Longer-term maintenance is causing worries too, with those necessary particulate filters often failing for city-bound drivers.

economical low engine speeds mean exhaust gases don't get hot enough to burn off the particulate matter--leading to clogged filters and expensive replacements.

Small gas engines improving

Today, they're starting to disappear, replaced by tiny-capacity, turbocharged gasoline engines like Fiat's TwinAir and the 1.0-liter Ford Ecoboost. Volkswagen has said it will build no future diesel of less than 1.6 liters for its volume cars.

there's much less difference in gallons of fuel consumed.

By Jeffk464 on 7/1/2013 11:24:48 AM , Rating: 2
I can attest to the particulate filter thing. I used to bread down all the time because of those things. I believe in the concept but they have to make them reliable.

RE: impressive study even being sponsored by bosch
By DerMack on 7/2/2013 6:36:06 AM , Rating: 2
I'm not sure how well known it actually is but the cars are meant to burn up the particles on the filters once the onboard sensors detect high enough pressure drop across the filter. During the burn cycle the engine will run wierdly for some time and most people just panick at this point thinking somethings gone wrong and stop the engine and this really will ruin the filter.. so let it run...

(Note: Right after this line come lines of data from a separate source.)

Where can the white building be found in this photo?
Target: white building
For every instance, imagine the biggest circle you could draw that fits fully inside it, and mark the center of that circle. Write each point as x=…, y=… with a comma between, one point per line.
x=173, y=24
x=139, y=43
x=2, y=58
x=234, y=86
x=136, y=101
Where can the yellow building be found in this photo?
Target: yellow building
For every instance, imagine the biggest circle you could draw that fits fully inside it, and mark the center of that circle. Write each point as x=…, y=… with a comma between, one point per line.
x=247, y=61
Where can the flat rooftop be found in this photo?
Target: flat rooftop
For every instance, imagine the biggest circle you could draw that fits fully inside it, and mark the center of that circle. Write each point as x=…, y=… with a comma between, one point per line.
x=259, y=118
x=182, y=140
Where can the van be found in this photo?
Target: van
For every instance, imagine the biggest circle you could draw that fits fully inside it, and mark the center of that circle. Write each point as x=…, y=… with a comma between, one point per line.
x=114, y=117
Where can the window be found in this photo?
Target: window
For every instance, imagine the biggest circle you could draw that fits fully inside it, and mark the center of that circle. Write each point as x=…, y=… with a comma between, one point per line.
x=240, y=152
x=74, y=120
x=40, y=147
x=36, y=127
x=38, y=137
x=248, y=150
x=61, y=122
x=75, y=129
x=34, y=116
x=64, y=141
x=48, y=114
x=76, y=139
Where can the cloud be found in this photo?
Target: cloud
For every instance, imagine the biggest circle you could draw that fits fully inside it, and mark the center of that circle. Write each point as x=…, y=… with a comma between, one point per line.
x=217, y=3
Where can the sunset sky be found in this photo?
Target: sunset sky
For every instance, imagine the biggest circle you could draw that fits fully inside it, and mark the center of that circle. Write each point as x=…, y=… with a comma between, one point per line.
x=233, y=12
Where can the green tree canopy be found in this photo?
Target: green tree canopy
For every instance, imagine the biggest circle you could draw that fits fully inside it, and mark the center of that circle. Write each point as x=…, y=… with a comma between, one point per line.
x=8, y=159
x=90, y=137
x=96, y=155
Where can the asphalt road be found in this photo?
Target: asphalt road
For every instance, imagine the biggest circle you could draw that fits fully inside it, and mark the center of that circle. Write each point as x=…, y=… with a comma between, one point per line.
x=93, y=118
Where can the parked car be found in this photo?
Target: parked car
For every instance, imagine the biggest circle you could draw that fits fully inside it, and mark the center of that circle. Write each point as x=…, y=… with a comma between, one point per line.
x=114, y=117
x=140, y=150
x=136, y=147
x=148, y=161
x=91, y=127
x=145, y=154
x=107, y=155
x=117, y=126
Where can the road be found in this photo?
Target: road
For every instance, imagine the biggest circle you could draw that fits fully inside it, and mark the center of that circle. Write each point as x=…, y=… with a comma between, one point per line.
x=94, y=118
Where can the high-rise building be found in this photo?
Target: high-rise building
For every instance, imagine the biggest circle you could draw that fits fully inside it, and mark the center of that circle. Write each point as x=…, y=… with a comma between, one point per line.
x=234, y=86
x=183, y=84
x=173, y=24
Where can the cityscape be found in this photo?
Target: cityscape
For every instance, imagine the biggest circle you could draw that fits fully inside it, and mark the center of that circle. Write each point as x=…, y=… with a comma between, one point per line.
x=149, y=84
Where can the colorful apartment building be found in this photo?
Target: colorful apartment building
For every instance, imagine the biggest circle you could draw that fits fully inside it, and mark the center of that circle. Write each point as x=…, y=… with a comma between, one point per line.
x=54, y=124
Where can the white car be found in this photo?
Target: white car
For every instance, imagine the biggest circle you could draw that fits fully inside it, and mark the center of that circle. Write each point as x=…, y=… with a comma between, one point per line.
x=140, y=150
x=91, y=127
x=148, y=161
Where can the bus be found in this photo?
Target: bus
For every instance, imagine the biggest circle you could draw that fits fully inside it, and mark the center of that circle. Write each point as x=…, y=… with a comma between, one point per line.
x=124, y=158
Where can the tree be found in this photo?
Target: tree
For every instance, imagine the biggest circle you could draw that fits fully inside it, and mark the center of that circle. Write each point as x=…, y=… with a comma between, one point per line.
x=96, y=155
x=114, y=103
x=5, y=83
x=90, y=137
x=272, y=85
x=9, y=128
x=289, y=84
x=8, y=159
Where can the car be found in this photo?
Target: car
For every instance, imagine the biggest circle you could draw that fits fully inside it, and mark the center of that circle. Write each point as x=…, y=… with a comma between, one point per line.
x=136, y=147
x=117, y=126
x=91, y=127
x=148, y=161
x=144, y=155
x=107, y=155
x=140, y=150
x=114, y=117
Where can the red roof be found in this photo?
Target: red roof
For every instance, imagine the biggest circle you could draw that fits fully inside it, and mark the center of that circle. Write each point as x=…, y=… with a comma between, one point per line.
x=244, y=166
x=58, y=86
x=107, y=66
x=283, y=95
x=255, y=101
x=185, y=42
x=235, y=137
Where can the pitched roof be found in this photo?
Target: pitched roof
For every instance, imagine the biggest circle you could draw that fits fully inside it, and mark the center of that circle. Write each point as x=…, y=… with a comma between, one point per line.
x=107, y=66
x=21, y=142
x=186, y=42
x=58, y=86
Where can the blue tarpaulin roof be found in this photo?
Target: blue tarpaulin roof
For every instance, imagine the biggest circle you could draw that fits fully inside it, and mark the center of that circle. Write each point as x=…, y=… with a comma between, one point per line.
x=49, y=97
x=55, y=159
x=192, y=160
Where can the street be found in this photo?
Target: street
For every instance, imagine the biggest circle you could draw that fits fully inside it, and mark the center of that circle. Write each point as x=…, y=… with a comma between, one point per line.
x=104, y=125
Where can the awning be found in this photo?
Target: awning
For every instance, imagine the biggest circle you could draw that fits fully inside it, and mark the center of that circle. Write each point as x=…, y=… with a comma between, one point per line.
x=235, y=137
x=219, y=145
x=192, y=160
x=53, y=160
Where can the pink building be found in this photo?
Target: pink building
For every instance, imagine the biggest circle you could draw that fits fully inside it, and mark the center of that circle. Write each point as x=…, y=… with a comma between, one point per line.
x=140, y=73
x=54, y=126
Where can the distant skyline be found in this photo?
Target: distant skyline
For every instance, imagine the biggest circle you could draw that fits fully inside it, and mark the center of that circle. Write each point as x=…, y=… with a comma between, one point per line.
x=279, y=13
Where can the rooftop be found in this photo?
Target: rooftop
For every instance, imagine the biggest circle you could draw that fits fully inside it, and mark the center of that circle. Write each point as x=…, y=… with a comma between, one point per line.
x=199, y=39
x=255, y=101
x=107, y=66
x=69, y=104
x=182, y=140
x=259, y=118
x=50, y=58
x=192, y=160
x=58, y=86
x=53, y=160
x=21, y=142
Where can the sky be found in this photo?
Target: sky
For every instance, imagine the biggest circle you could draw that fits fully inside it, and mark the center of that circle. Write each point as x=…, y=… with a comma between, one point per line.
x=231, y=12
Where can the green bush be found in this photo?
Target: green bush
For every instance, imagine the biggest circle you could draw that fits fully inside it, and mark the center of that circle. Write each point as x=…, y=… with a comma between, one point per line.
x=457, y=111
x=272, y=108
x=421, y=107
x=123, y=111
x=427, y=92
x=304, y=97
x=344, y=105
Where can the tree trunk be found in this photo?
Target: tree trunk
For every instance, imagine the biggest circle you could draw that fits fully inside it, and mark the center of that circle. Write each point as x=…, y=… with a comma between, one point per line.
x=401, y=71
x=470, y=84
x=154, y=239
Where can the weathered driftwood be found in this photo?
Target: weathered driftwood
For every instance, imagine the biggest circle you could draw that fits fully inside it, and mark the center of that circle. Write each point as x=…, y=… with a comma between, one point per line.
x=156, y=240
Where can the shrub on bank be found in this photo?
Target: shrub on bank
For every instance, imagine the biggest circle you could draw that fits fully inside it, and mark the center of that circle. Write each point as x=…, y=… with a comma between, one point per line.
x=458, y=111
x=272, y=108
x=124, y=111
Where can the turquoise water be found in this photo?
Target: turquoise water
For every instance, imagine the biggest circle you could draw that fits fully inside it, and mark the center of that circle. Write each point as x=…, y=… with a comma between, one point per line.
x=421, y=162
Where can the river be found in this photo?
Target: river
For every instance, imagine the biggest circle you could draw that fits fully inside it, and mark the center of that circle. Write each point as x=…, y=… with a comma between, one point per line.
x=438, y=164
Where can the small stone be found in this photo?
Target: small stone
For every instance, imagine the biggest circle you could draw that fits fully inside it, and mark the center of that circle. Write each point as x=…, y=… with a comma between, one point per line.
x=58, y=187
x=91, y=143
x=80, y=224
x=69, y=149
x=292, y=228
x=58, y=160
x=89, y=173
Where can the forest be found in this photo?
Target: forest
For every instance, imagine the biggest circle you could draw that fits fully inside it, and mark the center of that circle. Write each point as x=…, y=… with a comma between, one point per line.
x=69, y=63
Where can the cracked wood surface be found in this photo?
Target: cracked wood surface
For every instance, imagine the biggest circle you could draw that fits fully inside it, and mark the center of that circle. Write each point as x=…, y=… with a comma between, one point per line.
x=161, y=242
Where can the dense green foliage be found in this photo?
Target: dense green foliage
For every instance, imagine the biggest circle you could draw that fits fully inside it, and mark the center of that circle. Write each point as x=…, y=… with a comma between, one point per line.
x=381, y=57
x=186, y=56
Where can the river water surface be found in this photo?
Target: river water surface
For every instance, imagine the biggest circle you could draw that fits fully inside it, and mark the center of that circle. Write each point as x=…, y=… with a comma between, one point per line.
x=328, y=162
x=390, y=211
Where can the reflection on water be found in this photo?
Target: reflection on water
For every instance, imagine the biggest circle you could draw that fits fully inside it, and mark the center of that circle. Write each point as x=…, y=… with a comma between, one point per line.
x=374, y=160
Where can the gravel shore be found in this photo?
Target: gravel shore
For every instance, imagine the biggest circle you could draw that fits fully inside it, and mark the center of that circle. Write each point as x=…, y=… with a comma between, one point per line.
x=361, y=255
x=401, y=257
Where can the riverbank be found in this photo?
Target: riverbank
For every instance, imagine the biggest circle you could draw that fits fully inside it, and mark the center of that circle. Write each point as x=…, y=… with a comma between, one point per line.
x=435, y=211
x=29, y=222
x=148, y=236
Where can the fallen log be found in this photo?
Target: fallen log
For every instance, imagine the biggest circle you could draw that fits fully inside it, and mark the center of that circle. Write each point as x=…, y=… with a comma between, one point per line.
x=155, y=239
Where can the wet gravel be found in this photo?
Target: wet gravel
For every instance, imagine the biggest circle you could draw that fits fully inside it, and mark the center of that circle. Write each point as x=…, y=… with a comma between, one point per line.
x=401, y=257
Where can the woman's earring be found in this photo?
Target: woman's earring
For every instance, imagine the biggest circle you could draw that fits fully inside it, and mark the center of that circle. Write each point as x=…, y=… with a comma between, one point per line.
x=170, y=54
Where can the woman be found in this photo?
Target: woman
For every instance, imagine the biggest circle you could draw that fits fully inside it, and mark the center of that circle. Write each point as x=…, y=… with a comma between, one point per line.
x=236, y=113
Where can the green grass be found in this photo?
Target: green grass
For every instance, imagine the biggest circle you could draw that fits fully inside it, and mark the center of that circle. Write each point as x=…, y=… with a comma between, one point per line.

RE: impressive study even being sponsored by bosch
By kmm1191 on 7/2/2013 10:21:12 AM , Rating: 2
So the thing about the diesel particular filters is that a lot of people don't understand how they work. When the computer detects that the DPF is getting "full", the engine sprays diesel fuel into the engine exhaust directly before the exhaust enters the DPF. When it contacts the exhaust gasses, it ignites, reaching temps in excess of 1500 degrees Fahrenheit. This causes the particulates trapped in the filter to be burned off. However, since this system relies on the exhaust gasses to ignite the fuel it can only activate once the engine reaches are certain operating temperature. If the engine rarely (or never) gets up to peak temperature then the DPF recharge can't happen and the DPF will eventually fail. This is more common in a city driving scenario where the car is used for a lot of short drives, or a lot of low-speed stop-and-go situations.

BTW, some cars use a blue urea injection system in place of the DPF/recharge system (VW has AddBlue, Mercedes has BlueTec, etc), but those tend to be larger and more expensive cars (Passat or E-Class), and as such aren't used so much as "city cars" in Europe.

By superstition on 7/3/2013 11:48:31 AM , Rating: 2
It's not in place of, but in addition to. Urea mainly deals with nitrous oxide emissions. It does improve fuel economy in a DPF system by requiring less fuel to be used. This is why the Passat TDI gets better mileage than the Jetta, Golf, and Golf Wagon.

RE: impressive study even being sponsored by bosch
By Mint on 7/1/2013 2:48:13 PM , Rating: 4
This is exactly the type of thing that makes me skeptical of the study in the article. I mean really, up to $15k over 5 years? It's not like diesels are maintenance free and get 100 MPG while gasoline engines are built like an XBox 360.

By kmm1191 on 7/2/2013 10:22:32 AM , Rating: 2
By my estimates I can hit $7500 in 6 years with a Jetta TDI. I expect that with larger more expensive cars (Mercedes BlueTec, perhaps) you would see even better numbers.